Tune It Out by Jamie Sumner

Hello, Jamie Sumner! Welcome back to Watch. Connect. Read.! Thank you for stopping by to share Tune It Out’s cover. What ran through your head (or your heart) the first time you saw Celia Krampien’s cover illustration and Karyn Lee’s cover design?

Jamie Sumner: Before I ever saw the cover, I was already a huge fan of Celia Krampien’s work. Her illustration on Dan Gemeinhart’s The Remarkable Journey of Coyote Sunrise was brilliant and I knew she would capture Lou’s spirit so well.

When I saw my own cover, I had to sit down and take a breath. I’d never experience that before – something being so perfect it literally took my breath away. 

It has a moody, bluesy vibe that makes you feel like you’re falling into it. Lou’s face is so perfect too – she’s both pensive and hopeful. I also love that they included vital details to the plot like her earbuds and the guitar and the tiny music notes everywhere. I could not love it more.



Scenario: A bookseller at Parnassus Books asks you to fill out a shelftalker about Tune It Out. There is enough space for 250 characters. 

Jamie Sumner: First of all, Parnassus is my indie bookstore home base so this needs to happen in real life!

Okay, here we go (also, this was really hard and I’ve never wished more that I’d given a character a shorter last name):

Lou Montgomery has the voice of an angel. She also has a fame-hungry mother and an undiagnosed sensory processing disorder that make performing nearly unbearable. When the mother-daughter duo get separated, Lou must discover what it means to live life on her own terms.



Please finish the following sentence starters:

Lou Montgomery is the bravest person to ever run from a stage.

Music is the medium that gives voice to our emotions and we all deserve our own personal playlist.

School librarians are gods and goddess sent to earth to bring hope and joy and heart to humanity. 

Mr.
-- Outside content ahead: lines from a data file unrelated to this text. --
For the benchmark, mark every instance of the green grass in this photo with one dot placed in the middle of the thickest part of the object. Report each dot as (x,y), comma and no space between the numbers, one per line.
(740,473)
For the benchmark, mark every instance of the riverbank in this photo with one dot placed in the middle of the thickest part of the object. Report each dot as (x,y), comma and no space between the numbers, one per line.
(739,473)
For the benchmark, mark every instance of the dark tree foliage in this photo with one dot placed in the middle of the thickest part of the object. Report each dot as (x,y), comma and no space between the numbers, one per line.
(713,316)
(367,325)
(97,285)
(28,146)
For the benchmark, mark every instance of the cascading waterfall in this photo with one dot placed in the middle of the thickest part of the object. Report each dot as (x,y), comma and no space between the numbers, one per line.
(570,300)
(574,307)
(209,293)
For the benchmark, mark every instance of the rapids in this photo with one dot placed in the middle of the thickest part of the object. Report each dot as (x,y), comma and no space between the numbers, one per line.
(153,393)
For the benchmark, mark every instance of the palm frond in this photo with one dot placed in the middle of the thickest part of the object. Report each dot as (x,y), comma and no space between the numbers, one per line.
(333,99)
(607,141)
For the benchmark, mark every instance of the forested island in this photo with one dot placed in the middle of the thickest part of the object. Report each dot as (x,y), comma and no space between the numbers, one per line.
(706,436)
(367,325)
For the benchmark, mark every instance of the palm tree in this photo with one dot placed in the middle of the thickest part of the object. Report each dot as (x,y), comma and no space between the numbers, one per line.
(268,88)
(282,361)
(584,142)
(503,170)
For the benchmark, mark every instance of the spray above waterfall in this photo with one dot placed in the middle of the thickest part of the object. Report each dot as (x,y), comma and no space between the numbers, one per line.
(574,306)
Schu, you should have asked me
how a kid like Lou ends up performing in a karaoke club in Las Vegas at age nine! Answer: there ain’t no mom like a showbiz mom (for better or worse).




Look for Tune It Out on September 1, 2020. 

From the author of the acclaimed Roll with It comes a moving novel about a girl with a sensory processing disorder who has to find her own voice after her whole world turns upside down.

Lou Montgomery has the voice of an angel, or so her mother tells her and anyone else who will listen. But Lou can only hear the fear in her own voice. She’s never liked crowds or loud noises or even high fives; in fact, she’s terrified of them, which makes her pretty sure there’s something wrong with her.

When Lou crashes their pickup on a dark and snowy road, child services separate the mother-daughter duo. Now she has to start all over again at a fancy private school far away from anything she’s ever known. With help from an outgoing new friend, her aunt and uncle, and the school counselor, she begins to see things differently. A sensory processing disorder isn’t something to be ashamed of, and music might just be the thing that saves Lou—and maybe her mom, too.